Eu vivi atrás do muro
[Crônica de 2 de dezembro de 2009]
Eu morei em Berlim Ocidental em 1978. Dez anos antes dos 20 anos que estão sendo comemorados agora. Era uma cidade fascinante, com uma vida cultural maravilhosa, cercada por uma muralha, como um anel que a abafava por todos os lados.
Você entrava numa avenida e, de repente, sem aviso, lá estava ele, normalmente cinza, padronizado em blocos pré-construídos, impassível e dramático, interrompendo a rua como se o mundo fosse dele, e a ideia dos tanques russos a certeza de que qualquer amanhã poderia não ter mais certeza nenhuma.

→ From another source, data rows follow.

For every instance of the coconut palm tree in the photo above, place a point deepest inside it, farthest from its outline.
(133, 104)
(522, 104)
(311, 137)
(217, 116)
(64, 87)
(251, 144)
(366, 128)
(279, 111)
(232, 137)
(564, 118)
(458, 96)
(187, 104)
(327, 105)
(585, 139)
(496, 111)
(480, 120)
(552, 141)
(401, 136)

O muro era muito mais complexo do que uma simples muralha de concreto com alguns metros de altura. Em alguns trechos, aproveitava velhos prédios com as janelas cimentadas, em outros, campos minados e cercados com arame farpado impediam a passagem. E em boa parte de seu perímetro não era um, mas dois muros, com um espaço no meio, com arame farpado, cães, carros armados, torres com metralhadoras e minas terrestres espalhadas pelo chão.
Fugir era no mínimo muito difícil, e muita gente perdeu a vida tentando. Ao contrário dos filmes americanos, que mostravam os alemães orientais como incompetentes, na prática, as forças de segurança matavam ou recapturavam os que tentavam fugir com enorme frequência.
Mas a viagem para Berlim Oriental, ainda que na primeira vez dando medo, valia a pena. Os melhores museus alemães estavam do lado russo, e ver a destruição causada pela guerra era impressionante. Mesmo do lado ocidental os estragos nos prédios mais velhos ainda eram visíveis.
Mas o medo do muro e as marcas da guerra eram compensados pelo ritmo da vida, pelos shows, concertos e muita adrenalina.